Consider it artificial military intelligence. The Department of Defense wants future generations of fighter aircraft to come with copilots already installed. According to the U.S. Naval Institute, both the Navy and the Air Force want their next generation air superiority fighter to have Artificial Intelligence. http://news.usni.org/2014/08/28/navys-next-fighter-likely-feature-artificial-intelligence
The F-X is a fighter concept in development to replace the Air Force’s current top dog, the stealthy F-22 Raptor, which is designed to outfight any other plane in the sky. However, the Raptor is expensive to produce, and it also suffered in some test dogfighting scenarios. Adding AI could free the pilot's mind to focus more on fewer tasks, giving them a cognitive advantage in battle.
Boeing’s Phantom Works are developing the F/A-XX Advanced Navy Strike Fighter to replace their own F/A-18 Super Hornet (or, more accurately, to replace the F-35C, which will replace the F/A-18 Super Hornet). It’s based on aircraft carriers, which are notoriously challenging to land on.
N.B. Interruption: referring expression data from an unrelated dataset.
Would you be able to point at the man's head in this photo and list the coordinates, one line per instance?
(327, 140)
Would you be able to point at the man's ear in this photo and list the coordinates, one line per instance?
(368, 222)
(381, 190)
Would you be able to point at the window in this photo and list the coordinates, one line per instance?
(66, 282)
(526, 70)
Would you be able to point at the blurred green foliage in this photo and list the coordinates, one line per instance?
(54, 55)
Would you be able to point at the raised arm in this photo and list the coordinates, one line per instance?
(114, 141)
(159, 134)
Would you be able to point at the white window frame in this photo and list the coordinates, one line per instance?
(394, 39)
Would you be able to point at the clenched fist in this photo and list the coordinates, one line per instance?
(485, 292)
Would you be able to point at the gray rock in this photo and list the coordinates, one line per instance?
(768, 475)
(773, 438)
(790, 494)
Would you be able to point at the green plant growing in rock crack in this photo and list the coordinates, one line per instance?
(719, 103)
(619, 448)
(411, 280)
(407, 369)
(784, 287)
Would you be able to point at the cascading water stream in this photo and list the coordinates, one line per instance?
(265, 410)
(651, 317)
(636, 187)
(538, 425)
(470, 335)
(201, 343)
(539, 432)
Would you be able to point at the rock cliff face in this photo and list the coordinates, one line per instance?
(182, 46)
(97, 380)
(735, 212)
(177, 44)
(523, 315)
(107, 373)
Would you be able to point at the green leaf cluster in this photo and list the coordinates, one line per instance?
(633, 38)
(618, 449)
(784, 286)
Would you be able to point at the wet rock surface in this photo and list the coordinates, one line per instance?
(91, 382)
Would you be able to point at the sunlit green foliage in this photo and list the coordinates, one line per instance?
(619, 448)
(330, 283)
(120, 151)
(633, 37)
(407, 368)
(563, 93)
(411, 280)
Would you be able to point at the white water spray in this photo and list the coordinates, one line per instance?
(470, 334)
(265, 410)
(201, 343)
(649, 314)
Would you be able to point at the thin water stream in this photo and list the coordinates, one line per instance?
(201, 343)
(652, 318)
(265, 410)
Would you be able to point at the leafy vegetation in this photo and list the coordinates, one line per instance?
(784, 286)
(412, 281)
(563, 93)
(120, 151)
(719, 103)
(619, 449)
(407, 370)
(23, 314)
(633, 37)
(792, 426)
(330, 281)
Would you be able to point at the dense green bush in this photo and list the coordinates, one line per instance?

The Navy’s own X-47B experimental drone has landed on an aircraft carrier successfully and autonomously, so adding a computer co-pilot to a naval craft could help there too.
http://www.popsci.com/article/technology/pentagon-wants-artificial-intelligence-future-fighters
(Score: 3, Funny) by buswolley on Wednesday September 03 2014, @08:29PM
To me this is news that is obvious. I mean, flying involves a number of controls and such, but from an obstacle perspective, it is a much simpler problem to solve than driving a car. The ground is there. Don't hit it. And so on.
subicular junctures
(Score: 3, Funny) by VLM on Wednesday September 03 2014, @09:59PM
What you're talking about is a terrain following autopilot, which is "old stuff" since the 80s or so.
I'm kinda puzzled what the AI would do, aside from joke answers.
My guess is a system to do ATC and teamwork besides human voice would be quite helpful. So your autopilot tells their autopilot you're breaking left so it would be highly wise for them to break right, without having to actually talk about it, all while informing ATC/AWACS whats up simultaneously.
Another combat aircraft PITA I know from simulators is there's about fifty crazy radar modes and an expert system might be quiet handy. Clippy pops up and says "I see you're in a turning battle, would you like to enable funnel target scanning in a narrow vertical bar rather than default surveillance scan mode?"
Some magic button that says "automatically do a better than half A job of running the ECM EECM and jammer gear" would probably help a busy pilot.
If you're supporting ground troops, having "siri" talk to them to authenticate and talk over what they want done might speed things along when you're really busy. "I'm sorry I can't come to the phone right now because I'm avoiding a infra red surface to air missile. But if you'd leave your name, serial number, and grid coordinates of your enemy target at the beep, I'd be glad to bomb them later... beeeep"
(Score: 2) by buswolley on Thursday September 04 2014, @01:08AM
Interesting ideas. My slightly tongue in cheek post earlier was serious
: flying is easier than driving for an AI to figure out. Its more controlled and there are fewer objects to identify.
AI makes sense for combat because it can withstand G forces we cannot, can potentially coordinate tactics much more quickly than humans with other aircraft. Expert systems could be employed seamlessly and with minimum switching cost (cognitive). I am pretty sure that at the tactical level AI could out fly duel any human today if properly implemented
subicular junctures
(Score: 2) by aristarchus on Thursday September 04 2014, @08:18AM
Tongue in between teeth at +6 G-force: OK, it may make you fart differently, but are you actually saying that since AI may be able to tolerate G-forces better than human pilots, that this some how makes them more moral? I prefer my war criminals to pass out on the sharp turns. Works out better for everyone.
(Score: 0) by Anonymous Coward on Thursday September 04 2014, @02:18PM
Well, an AI that can do joke answers would certainly also be an interesting project, but I guess not one the Pentagon would be very interested in.